Unauthorized access or granted access exceeded
The phrase “without authorization” is not defined in the Computer Fraud and Abuse Act. However, the term to “exceed authorized access” is defined and means “to access a computer with authorization and to use such access to obtain or alter information in the computer that the accesser is not entitled so to obtain or alter.”
While there are differing court decisions, the majority view applicable in the Massachusetts federal courts is that an employee’s computer authorization is terminated the moment that an employee acts contrary to his employer’s interest. Typically, in the employment context this occurs when employees breach their fiduciary duty to act in their employers’ interests by downloading and converting their present employers’ confidential information for their own benefit or the benefit of their next employer.
Make sure you have in place confidentiality or user agreements for your firm’s computers
The broad scope of the Computer Fraud and Abuse Act in the civil context and the use of its criminal penalties have caused calls for the Supreme Court to interpret and limit the Act. So far the Supreme Court has declined to review the Act.
Likewise, Congress has been pressed to amend the Act since the Aaron Swartz prosecution here in Boston.
Mr. Swartz downloaded journal articles wholesale from an MIT network with the intent to make them freely available to the public as a political statement. The U.S. Attorney charged (or overcharged, some would say) Mr. Swartz with two counts of wire fraud and eleven counts of violating the Computer Fraud and Abuse Act. Mr. Swartz, facing a maximum sentence of 35 years in jail and despondent over this potential severe punishment for actions he took for his beliefs in free access to Internet information, hung himself.
Following Mr.

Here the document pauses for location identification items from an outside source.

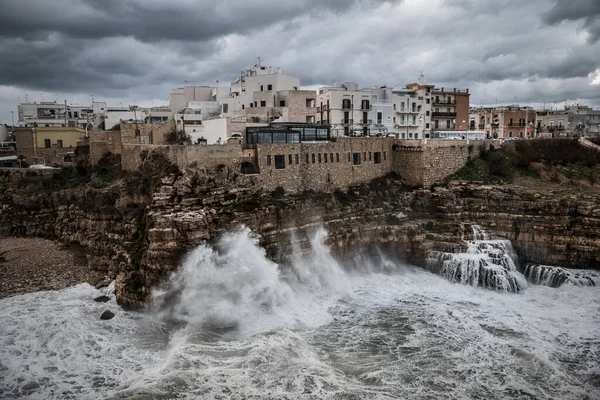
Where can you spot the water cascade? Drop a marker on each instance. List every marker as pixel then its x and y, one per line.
pixel 490 263
pixel 555 276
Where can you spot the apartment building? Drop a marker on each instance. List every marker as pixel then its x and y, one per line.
pixel 505 121
pixel 47 144
pixel 261 94
pixel 346 109
pixel 413 111
pixel 450 109
pixel 577 119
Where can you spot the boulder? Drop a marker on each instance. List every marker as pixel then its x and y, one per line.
pixel 106 315
pixel 102 299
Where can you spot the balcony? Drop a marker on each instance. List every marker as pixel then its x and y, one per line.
pixel 444 102
pixel 443 114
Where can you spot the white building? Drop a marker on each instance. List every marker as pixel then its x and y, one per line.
pixel 345 108
pixel 412 111
pixel 261 94
pixel 405 113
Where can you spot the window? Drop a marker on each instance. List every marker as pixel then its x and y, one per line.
pixel 377 157
pixel 279 162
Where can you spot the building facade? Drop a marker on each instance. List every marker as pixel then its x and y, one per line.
pixel 450 109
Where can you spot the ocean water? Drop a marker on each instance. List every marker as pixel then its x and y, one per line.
pixel 231 325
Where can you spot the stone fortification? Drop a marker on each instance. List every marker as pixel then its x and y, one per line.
pixel 139 236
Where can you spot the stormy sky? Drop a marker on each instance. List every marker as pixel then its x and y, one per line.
pixel 136 51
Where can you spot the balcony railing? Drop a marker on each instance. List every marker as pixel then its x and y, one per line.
pixel 439 101
pixel 443 114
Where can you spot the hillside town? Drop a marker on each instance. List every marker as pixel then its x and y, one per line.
pixel 264 106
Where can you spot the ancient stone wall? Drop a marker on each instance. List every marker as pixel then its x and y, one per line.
pixel 424 162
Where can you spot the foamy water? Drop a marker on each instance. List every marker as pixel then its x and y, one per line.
pixel 235 327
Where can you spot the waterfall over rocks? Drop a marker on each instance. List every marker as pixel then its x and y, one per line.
pixel 490 263
pixel 556 276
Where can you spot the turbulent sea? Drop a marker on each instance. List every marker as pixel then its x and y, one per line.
pixel 231 325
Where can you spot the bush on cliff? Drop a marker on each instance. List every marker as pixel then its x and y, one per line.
pixel 155 166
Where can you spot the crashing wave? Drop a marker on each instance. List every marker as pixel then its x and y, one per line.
pixel 489 263
pixel 555 276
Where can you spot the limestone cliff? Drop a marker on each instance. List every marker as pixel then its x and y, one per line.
pixel 139 237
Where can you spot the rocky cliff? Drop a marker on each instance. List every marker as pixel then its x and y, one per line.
pixel 139 236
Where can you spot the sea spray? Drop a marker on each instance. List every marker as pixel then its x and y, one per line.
pixel 555 276
pixel 490 263
pixel 237 286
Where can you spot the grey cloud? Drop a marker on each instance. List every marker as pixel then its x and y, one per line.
pixel 568 10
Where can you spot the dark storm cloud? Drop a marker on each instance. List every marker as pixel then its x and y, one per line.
pixel 568 10
pixel 152 20
pixel 141 49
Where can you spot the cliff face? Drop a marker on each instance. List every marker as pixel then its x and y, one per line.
pixel 140 240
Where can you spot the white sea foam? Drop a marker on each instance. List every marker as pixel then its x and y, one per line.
pixel 406 333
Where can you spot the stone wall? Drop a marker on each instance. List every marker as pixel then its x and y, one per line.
pixel 424 162
pixel 156 133
pixel 230 154
pixel 324 166
pixel 102 142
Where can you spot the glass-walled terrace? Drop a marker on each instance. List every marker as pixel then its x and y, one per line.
pixel 293 134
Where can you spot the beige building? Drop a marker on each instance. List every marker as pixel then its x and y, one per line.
pixel 47 145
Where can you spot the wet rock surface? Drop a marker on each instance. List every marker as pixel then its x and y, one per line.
pixel 32 264
pixel 139 239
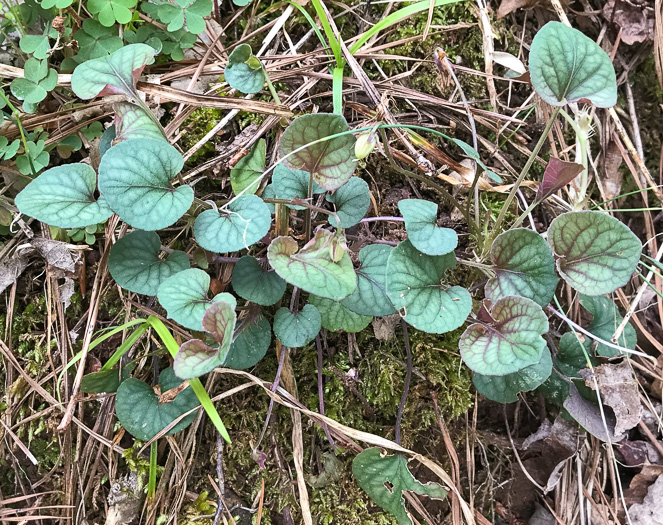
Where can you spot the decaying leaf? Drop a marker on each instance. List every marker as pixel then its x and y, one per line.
pixel 619 390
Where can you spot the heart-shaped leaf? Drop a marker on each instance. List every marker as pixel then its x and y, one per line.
pixel 133 122
pixel 292 184
pixel 557 175
pixel 415 287
pixel 64 197
pixel 385 478
pixel 351 203
pixel 596 254
pixel 115 74
pixel 250 345
pixel 143 415
pixel 332 162
pixel 422 229
pixel 605 320
pixel 134 177
pixel 523 265
pixel 567 66
pixel 509 342
pixel 135 265
pixel 246 220
pixel 245 175
pixel 195 358
pixel 336 317
pixel 244 71
pixel 256 284
pixel 299 329
pixel 505 389
pixel 184 296
pixel 370 297
pixel 314 268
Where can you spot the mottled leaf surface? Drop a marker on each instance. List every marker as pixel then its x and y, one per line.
pixel 596 253
pixel 332 162
pixel 135 178
pixel 135 265
pixel 313 268
pixel 64 197
pixel 422 229
pixel 415 287
pixel 508 343
pixel 567 66
pixel 523 265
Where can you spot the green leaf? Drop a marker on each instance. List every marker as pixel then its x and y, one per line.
pixel 111 11
pixel 385 478
pixel 605 320
pixel 299 329
pixel 250 345
pixel 508 340
pixel 133 122
pixel 244 71
pixel 335 317
pixel 112 75
pixel 195 358
pixel 64 197
pixel 415 287
pixel 135 176
pixel 523 265
pixel 422 229
pixel 246 174
pixel 314 268
pixel 292 184
pixel 566 66
pixel 140 413
pixel 135 265
pixel 596 254
pixel 246 220
pixel 351 202
pixel 370 297
pixel 184 296
pixel 504 389
pixel 256 284
pixel 332 162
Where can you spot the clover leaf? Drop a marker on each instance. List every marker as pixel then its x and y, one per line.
pixel 415 287
pixel 245 175
pixel 64 197
pixel 256 284
pixel 184 296
pixel 596 253
pixel 111 11
pixel 194 357
pixel 299 328
pixel 315 268
pixel 385 478
pixel 112 75
pixel 135 265
pixel 335 317
pixel 38 81
pixel 143 414
pixel 246 220
pixel 567 66
pixel 505 389
pixel 135 176
pixel 244 71
pixel 332 162
pixel 523 265
pixel 370 297
pixel 250 344
pixel 422 229
pixel 508 340
pixel 351 202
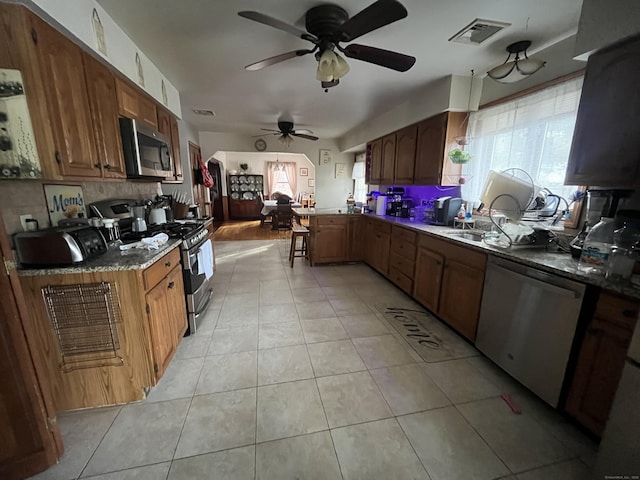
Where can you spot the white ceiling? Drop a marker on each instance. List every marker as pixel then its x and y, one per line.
pixel 202 48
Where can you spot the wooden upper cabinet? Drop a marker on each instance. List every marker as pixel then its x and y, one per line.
pixel 606 143
pixel 375 164
pixel 436 136
pixel 405 155
pixel 388 159
pixel 431 134
pixel 133 103
pixel 67 100
pixel 101 86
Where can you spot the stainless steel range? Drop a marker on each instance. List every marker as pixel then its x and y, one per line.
pixel 196 253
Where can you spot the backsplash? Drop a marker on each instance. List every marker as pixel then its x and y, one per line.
pixel 20 197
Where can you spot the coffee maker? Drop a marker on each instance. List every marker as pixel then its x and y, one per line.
pixel 394 201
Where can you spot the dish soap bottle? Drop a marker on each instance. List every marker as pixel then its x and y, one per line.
pixel 461 212
pixel 351 203
pixel 597 247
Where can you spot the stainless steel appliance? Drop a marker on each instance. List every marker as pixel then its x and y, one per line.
pixel 59 246
pixel 445 210
pixel 196 268
pixel 147 153
pixel 527 324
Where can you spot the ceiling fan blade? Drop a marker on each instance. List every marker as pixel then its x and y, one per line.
pixel 376 15
pixel 267 62
pixel 384 58
pixel 275 23
pixel 302 135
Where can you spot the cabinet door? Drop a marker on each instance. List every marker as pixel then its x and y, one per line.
pixel 460 297
pixel 68 102
pixel 388 159
pixel 175 149
pixel 606 141
pixel 176 304
pixel 405 155
pixel 356 235
pixel 429 150
pixel 330 244
pixel 427 278
pixel 375 170
pixel 161 326
pixel 101 86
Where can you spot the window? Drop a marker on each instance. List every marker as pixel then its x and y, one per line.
pixel 533 133
pixel 360 188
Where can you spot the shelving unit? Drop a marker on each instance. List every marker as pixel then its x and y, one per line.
pixel 244 196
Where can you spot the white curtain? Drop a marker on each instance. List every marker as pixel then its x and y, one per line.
pixel 360 188
pixel 533 133
pixel 292 176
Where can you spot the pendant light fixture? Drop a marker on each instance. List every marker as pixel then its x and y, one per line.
pixel 518 68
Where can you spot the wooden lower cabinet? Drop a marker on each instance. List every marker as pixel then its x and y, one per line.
pixel 165 309
pixel 428 278
pixel 147 338
pixel 601 359
pixel 448 281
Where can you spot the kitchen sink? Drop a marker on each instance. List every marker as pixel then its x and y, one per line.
pixel 467 235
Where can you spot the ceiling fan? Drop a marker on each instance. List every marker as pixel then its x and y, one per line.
pixel 327 25
pixel 286 132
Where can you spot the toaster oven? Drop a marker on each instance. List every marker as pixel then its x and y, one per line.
pixel 59 246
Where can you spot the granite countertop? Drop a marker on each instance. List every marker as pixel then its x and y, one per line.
pixel 555 262
pixel 112 261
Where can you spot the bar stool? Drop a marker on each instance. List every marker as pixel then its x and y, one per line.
pixel 298 232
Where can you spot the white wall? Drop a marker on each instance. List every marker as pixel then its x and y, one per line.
pixel 603 23
pixel 75 18
pixel 331 192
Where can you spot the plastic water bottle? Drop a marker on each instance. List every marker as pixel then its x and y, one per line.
pixel 624 254
pixel 597 247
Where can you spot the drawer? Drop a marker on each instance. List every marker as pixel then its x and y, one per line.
pixel 403 235
pixel 401 280
pixel 332 220
pixel 402 264
pixel 404 249
pixel 621 311
pixel 156 272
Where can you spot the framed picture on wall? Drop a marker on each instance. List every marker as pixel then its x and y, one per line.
pixel 325 157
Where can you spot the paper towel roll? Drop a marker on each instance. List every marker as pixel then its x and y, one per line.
pixel 381 205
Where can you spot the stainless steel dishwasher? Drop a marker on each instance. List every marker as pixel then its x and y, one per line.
pixel 527 323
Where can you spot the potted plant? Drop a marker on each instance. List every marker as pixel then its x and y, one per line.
pixel 459 156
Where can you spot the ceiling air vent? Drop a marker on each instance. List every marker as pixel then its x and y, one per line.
pixel 478 31
pixel 205 112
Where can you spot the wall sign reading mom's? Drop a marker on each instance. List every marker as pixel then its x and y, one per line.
pixel 64 201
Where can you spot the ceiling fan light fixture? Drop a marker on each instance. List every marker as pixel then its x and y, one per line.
pixel 331 66
pixel 518 68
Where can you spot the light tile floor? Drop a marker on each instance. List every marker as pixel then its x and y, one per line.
pixel 295 375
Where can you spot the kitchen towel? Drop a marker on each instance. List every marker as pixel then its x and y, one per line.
pixel 205 259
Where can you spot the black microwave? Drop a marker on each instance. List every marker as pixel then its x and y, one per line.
pixel 147 153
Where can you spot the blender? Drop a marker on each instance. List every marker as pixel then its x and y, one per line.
pixel 138 218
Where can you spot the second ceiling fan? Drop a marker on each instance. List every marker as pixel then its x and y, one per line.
pixel 327 26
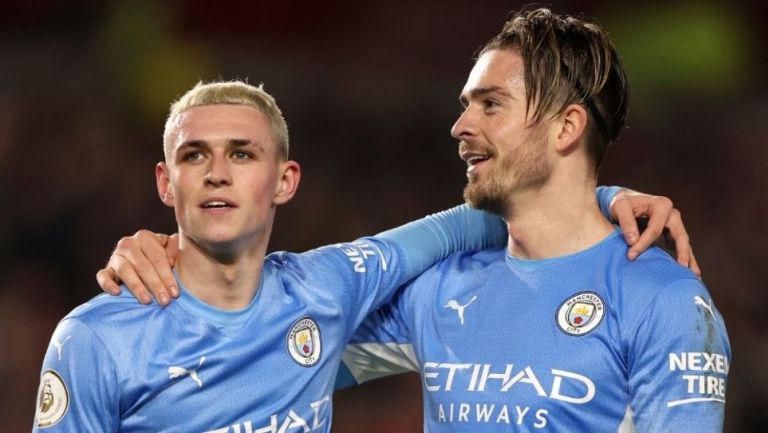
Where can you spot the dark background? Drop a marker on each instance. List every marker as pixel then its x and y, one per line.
pixel 370 92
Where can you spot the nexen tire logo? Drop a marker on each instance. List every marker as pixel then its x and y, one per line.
pixel 479 378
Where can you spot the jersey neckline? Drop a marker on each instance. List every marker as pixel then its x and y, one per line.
pixel 533 265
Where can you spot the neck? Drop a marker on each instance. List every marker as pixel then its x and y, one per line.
pixel 226 278
pixel 562 217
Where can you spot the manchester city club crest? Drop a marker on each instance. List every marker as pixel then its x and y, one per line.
pixel 581 313
pixel 304 343
pixel 52 399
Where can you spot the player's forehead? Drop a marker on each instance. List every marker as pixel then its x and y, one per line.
pixel 211 123
pixel 496 70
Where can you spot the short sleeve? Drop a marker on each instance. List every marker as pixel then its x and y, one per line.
pixel 678 361
pixel 78 387
pixel 381 346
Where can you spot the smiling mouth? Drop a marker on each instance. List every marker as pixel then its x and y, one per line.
pixel 217 204
pixel 477 159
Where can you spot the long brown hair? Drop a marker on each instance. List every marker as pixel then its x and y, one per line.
pixel 569 60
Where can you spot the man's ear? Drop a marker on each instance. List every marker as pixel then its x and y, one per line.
pixel 288 183
pixel 164 187
pixel 572 128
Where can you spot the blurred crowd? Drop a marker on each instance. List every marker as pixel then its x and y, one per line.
pixel 369 90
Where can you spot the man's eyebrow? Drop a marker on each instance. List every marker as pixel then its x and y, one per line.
pixel 232 142
pixel 479 92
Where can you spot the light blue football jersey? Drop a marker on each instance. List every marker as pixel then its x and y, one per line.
pixel 589 342
pixel 116 365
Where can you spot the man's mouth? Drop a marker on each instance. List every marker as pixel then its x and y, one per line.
pixel 474 158
pixel 217 204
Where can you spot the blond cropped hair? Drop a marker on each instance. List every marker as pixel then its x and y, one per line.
pixel 232 93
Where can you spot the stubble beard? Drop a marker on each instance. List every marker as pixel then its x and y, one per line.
pixel 523 168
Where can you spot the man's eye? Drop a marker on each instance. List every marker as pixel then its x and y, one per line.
pixel 490 103
pixel 193 156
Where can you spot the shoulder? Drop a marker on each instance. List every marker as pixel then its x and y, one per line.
pixel 105 306
pixel 461 270
pixel 116 319
pixel 654 269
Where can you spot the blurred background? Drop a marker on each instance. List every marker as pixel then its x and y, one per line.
pixel 370 92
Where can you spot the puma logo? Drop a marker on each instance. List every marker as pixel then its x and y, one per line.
pixel 174 372
pixel 454 305
pixel 698 300
pixel 59 345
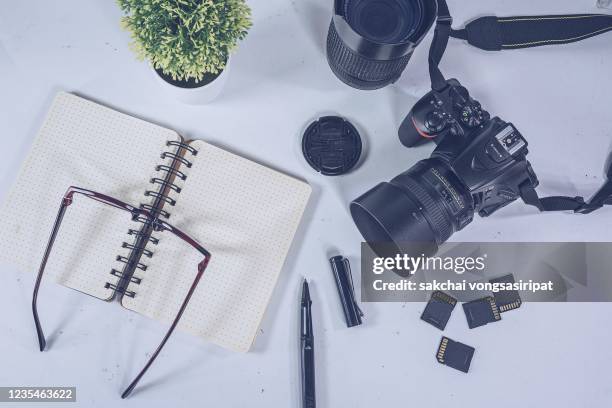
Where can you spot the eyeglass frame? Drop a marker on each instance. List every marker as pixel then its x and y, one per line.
pixel 156 224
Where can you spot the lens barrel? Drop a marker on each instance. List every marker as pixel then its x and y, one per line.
pixel 424 205
pixel 370 42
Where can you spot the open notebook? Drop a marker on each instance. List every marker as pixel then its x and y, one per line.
pixel 243 213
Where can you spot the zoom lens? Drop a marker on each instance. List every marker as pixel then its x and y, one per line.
pixel 370 42
pixel 416 211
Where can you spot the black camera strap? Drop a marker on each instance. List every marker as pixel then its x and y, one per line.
pixel 493 33
pixel 500 33
pixel 503 33
pixel 563 203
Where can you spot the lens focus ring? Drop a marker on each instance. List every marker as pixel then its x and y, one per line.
pixel 440 222
pixel 360 72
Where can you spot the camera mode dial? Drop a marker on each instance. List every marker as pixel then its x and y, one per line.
pixel 435 121
pixel 471 114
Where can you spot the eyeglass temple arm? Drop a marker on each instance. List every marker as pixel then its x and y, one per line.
pixel 66 201
pixel 159 226
pixel 201 267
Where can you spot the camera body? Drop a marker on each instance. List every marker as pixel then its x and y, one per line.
pixel 479 165
pixel 487 154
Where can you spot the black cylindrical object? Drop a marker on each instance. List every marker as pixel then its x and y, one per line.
pixel 370 42
pixel 416 211
pixel 341 269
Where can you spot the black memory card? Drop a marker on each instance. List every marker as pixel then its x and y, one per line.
pixel 438 309
pixel 481 311
pixel 506 299
pixel 454 354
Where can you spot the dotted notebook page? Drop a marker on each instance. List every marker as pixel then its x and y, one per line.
pixel 87 145
pixel 246 215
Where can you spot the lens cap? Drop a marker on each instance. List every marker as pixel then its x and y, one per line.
pixel 331 145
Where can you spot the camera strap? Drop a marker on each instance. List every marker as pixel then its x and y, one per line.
pixel 499 33
pixel 503 33
pixel 563 203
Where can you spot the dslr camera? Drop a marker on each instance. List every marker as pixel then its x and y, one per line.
pixel 479 165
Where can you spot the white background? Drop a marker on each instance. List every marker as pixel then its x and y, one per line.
pixel 540 355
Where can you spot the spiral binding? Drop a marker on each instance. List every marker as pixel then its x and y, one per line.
pixel 142 237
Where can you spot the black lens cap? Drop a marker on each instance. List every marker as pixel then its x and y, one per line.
pixel 331 145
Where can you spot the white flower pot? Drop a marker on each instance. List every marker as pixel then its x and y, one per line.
pixel 195 93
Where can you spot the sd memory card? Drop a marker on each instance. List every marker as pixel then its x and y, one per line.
pixel 506 299
pixel 481 311
pixel 454 354
pixel 438 309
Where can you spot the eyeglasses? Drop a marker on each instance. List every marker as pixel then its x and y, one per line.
pixel 152 221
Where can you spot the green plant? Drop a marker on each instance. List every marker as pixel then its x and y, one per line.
pixel 186 38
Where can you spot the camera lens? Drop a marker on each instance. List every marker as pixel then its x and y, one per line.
pixel 370 42
pixel 384 21
pixel 416 211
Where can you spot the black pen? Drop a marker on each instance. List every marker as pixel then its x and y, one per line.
pixel 307 349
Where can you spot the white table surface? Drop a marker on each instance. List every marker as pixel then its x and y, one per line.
pixel 540 355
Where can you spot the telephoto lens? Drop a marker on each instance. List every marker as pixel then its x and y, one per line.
pixel 370 42
pixel 416 211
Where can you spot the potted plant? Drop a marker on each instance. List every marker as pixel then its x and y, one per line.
pixel 188 42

Swartz’s suicide, the Justice Department has indicated that it supports amending the Act.
Notwithstanding these events and the possible amendment of the Act, the First Circuit Court of Appeals, the court that establishes the law for the Federal courts in Massachusetts (as well as Maine, New Hampshire, Rhode Island, Vermont, and Puerto Rico) has ruled that the Computer Fraud and Abuse Act can apply to a former employee for accessing data in violation of a confidentiality agreement. This decision is consistent with similar decisions in three other Federal Courts of Appeal that have applied the Computer Fraud and Abuse Act when an employee breaches a confidentiality or computer use agreement.
Therefore, until either the Supreme Court changes the First Circuit’s decision or Congress amends the Act, all businesses should consider documenting their computer use and data confidentiality protocols. Documentation by way of a formal data or computer use policy or by way of signed confidentiality agreements will give companies the basis for using the Act to protect their proprietary and confidential business data.
Agent Takeaways
As one Federal Appeals Court stated: “Employers . . . are increasingly taking advantage of the [Computer Fraud and Abuse Act’s] civil remedies to sue former employees and their new companies who seek a competitive edge through wrongful use of information from the former employer’s computer system.”
The reason companies are using the Act is that it provides new rights and remedies that companies can more easily prove by simply showing evidence of an employee’s or other person’s unauthorized access to its confidential computer-stored data. Additionally, the basis for the Act’s remedies rests upon confidentiality and computer use agreements that a company should have in force in the ordinary course of its business, anyway.